Repository files navigation

Teasel

Teasing HTML elements from plain text

Logo

Teasel is an HTML syntax tree parser written in TypeScript. Teasel aims to be a fast and reliable full-fidelity parser for HTML linters and refactoring tools.

Key Features

  • Full-fidelity tree - Every byte in the input text will be represented somewhere in the output syntax tree, in the order it was in the source text.
  • Fault tolerant perser - All input texts produce an output tree, and a set of errors. The closer the input is to a standards-compliant HTML document the fewer error diagnostics.
  • Syntax, not Semantic - Teasel parses HTML as a syntax tree. The end result is not an HTML DOM. This means that all the warts of the origional document are avilable to dig into; ideal for linters.

Docs and Getting Started

To get started using Teasel it can be installed from GitHub packages:

$ npm install @iwillspeak/teasel@0.3.0

Once installed you can then parse any string containing HTML into a syntax tree:

import {Parser} from '@iwillspeak/teasel/lib/parse/Parser.js';

const result = Parser.parseDocument('<html><p>Hello World');

Check out the teasel docs for where to go next.

Repo Structure

This repository contains three main packages:

  • teasel - The main parser libary.
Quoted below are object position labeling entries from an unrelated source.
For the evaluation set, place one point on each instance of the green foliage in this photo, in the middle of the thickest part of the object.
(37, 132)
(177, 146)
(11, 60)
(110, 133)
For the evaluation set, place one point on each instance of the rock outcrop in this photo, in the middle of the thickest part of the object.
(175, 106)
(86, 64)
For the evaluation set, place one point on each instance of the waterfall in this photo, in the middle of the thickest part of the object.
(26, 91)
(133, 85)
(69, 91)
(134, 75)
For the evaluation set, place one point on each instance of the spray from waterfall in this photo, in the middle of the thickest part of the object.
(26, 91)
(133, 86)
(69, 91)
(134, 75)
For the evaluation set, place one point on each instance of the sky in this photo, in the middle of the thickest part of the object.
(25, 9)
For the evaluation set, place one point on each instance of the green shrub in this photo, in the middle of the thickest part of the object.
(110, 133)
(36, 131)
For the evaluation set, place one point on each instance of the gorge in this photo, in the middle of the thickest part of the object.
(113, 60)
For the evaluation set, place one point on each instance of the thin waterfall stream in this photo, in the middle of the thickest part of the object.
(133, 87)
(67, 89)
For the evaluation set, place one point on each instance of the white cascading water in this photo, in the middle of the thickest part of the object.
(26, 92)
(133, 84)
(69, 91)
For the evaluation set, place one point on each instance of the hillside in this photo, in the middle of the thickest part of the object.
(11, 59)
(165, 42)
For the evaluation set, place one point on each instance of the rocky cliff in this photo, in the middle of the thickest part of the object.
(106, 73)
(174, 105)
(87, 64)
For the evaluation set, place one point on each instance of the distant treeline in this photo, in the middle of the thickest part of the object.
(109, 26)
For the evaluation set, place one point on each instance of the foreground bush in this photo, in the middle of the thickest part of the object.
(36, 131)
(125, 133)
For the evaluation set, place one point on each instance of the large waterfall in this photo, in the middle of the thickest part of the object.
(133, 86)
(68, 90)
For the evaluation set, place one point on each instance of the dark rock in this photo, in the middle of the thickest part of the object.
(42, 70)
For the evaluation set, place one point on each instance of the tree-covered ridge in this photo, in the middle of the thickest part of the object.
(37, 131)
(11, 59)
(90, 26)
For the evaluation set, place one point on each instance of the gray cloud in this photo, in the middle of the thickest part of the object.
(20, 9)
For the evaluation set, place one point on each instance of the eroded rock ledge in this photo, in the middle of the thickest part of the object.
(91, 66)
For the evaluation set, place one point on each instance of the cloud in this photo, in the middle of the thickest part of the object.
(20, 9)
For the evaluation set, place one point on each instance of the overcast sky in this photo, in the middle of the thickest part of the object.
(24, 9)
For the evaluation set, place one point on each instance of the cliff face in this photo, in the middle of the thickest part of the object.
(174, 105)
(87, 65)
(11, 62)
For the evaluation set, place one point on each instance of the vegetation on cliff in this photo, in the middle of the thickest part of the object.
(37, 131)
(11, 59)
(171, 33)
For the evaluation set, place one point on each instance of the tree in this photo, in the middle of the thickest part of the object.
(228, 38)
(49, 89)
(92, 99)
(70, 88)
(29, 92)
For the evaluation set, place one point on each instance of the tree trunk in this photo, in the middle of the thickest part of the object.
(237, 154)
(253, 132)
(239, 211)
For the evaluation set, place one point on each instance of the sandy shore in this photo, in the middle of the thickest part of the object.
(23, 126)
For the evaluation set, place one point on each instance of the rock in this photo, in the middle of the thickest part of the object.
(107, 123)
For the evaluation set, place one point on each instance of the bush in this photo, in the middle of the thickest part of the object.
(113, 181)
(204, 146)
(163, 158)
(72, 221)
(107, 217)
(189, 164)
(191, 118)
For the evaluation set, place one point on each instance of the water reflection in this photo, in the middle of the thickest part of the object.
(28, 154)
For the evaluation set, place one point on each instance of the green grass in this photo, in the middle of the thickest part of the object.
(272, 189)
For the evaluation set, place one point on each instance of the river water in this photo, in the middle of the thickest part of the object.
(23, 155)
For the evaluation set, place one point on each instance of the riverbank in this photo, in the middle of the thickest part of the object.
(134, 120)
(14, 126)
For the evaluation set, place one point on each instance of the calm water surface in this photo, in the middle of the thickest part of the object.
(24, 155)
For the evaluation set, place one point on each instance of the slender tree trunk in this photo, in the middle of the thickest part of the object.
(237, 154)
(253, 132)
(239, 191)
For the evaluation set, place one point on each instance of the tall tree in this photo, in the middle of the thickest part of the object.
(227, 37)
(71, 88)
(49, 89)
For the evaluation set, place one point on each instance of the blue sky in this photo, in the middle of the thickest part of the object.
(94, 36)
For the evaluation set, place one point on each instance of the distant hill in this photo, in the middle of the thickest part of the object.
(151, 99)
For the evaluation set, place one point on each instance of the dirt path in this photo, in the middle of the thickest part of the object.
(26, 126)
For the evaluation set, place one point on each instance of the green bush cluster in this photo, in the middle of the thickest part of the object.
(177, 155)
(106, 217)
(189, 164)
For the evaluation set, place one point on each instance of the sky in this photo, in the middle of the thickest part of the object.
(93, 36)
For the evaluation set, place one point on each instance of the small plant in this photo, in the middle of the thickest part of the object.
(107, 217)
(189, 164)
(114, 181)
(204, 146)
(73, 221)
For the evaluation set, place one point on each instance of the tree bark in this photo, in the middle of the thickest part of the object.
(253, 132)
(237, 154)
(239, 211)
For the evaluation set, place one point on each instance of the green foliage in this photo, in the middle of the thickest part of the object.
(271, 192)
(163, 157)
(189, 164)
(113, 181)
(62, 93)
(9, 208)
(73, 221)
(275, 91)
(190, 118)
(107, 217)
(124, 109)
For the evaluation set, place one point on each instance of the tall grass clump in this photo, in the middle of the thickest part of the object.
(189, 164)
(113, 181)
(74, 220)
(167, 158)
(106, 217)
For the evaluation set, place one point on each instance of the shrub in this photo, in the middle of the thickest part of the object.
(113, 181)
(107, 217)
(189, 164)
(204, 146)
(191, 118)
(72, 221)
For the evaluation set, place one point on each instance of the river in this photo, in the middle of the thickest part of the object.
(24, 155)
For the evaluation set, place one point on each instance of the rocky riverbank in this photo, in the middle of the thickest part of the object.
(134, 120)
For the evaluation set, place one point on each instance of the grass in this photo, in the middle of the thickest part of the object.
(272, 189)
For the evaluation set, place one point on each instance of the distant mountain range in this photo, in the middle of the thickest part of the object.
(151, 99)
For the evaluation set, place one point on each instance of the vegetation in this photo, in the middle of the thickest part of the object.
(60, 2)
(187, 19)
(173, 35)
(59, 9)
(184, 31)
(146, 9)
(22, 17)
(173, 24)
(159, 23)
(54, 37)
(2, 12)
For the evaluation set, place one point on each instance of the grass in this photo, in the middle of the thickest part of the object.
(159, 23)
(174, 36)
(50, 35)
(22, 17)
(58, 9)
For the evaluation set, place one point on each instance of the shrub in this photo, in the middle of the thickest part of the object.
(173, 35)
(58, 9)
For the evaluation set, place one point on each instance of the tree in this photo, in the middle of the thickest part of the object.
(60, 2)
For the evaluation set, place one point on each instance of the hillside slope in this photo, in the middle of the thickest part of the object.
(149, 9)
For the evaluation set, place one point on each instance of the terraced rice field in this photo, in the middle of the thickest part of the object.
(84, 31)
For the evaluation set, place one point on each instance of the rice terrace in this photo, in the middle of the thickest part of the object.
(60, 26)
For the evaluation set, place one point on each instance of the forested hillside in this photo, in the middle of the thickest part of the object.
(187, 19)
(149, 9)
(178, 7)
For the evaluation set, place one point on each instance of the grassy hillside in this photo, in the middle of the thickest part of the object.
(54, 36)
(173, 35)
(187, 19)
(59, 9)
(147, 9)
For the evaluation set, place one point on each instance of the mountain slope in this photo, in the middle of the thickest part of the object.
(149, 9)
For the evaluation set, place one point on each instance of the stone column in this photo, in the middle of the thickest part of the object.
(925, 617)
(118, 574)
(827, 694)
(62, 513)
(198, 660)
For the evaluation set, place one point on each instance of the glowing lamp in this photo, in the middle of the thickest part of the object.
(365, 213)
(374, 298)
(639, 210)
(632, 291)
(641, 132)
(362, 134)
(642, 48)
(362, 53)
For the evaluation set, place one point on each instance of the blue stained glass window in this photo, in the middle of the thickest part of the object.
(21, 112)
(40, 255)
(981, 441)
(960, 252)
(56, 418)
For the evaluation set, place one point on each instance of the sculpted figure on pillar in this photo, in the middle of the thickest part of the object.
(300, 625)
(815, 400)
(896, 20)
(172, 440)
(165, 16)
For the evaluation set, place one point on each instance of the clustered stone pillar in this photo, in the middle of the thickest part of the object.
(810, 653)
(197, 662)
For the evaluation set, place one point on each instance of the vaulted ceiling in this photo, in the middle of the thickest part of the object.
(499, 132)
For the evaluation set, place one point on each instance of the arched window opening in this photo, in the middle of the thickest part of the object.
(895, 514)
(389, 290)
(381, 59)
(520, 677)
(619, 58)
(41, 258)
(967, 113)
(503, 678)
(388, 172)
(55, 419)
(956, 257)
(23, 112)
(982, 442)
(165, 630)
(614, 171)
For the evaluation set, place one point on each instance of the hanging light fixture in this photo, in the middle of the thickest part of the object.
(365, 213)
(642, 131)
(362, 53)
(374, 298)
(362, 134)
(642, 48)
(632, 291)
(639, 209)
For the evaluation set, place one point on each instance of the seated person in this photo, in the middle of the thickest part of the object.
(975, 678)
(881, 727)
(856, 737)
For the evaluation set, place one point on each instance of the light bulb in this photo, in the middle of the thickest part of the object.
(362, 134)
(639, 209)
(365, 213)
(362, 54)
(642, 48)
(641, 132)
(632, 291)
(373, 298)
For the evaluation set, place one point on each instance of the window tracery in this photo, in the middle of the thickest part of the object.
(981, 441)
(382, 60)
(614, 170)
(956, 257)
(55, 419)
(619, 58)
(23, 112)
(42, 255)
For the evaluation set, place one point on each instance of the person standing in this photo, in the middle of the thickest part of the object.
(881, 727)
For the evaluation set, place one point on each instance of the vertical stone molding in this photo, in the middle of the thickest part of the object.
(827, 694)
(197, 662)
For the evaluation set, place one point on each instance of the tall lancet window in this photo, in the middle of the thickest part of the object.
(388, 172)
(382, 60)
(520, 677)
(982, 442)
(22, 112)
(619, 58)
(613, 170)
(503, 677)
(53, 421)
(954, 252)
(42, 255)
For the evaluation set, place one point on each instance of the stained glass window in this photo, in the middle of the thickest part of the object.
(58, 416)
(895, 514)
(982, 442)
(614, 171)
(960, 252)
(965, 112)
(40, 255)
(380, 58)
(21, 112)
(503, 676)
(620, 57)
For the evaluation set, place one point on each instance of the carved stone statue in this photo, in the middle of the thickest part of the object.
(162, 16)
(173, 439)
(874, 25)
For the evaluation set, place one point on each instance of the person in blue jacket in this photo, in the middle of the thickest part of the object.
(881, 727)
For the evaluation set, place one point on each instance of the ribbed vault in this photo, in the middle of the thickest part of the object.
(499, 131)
This is the package you want to reference as a consumer.
  • pyracantha - The language agnostic low-level syntax tree library used by teasel to represent parsed documents.
  • teasel-cli - A command line tool to test parsing HTML documents with teasel.

🐲 TODO 🐲:

  • Handle attributes on opening tags
  • Better error recovery when expect fails.
    • Tolerate and warn on some malformed whitespace. e.g.: < p>.
    • Malformed attribute lists synchronise on >.
  • Node cache should cache nodes in the green tree builder.
  • Node cache interface and implementation.
  • Parser should accept optional cache.
  • Handle Closing of outer tags correctly. e.g.: <p><i>hello</p>.
  • Handle Closing of non-nesting siblings. e.g.: <li>a<li>b.
  • Handling for implicit self closing of 'void' elements <hr> etc.
  • Support for esoteric DOCTYPEs e.g. SYSTEM 'about:legacy-compat'.
  • Document and fragment parse APIs.
  • Syntax builder / factory API for creating and updating nodes.
  • Handling of raw text elements. e.g. script, and style.
  • Support for character references. e.g. &amp;.
  • HTML / XML crossover
  • Support for processing instructions, e.g. <?xml version="1.0">.
  • Support for CDATA values / tokens.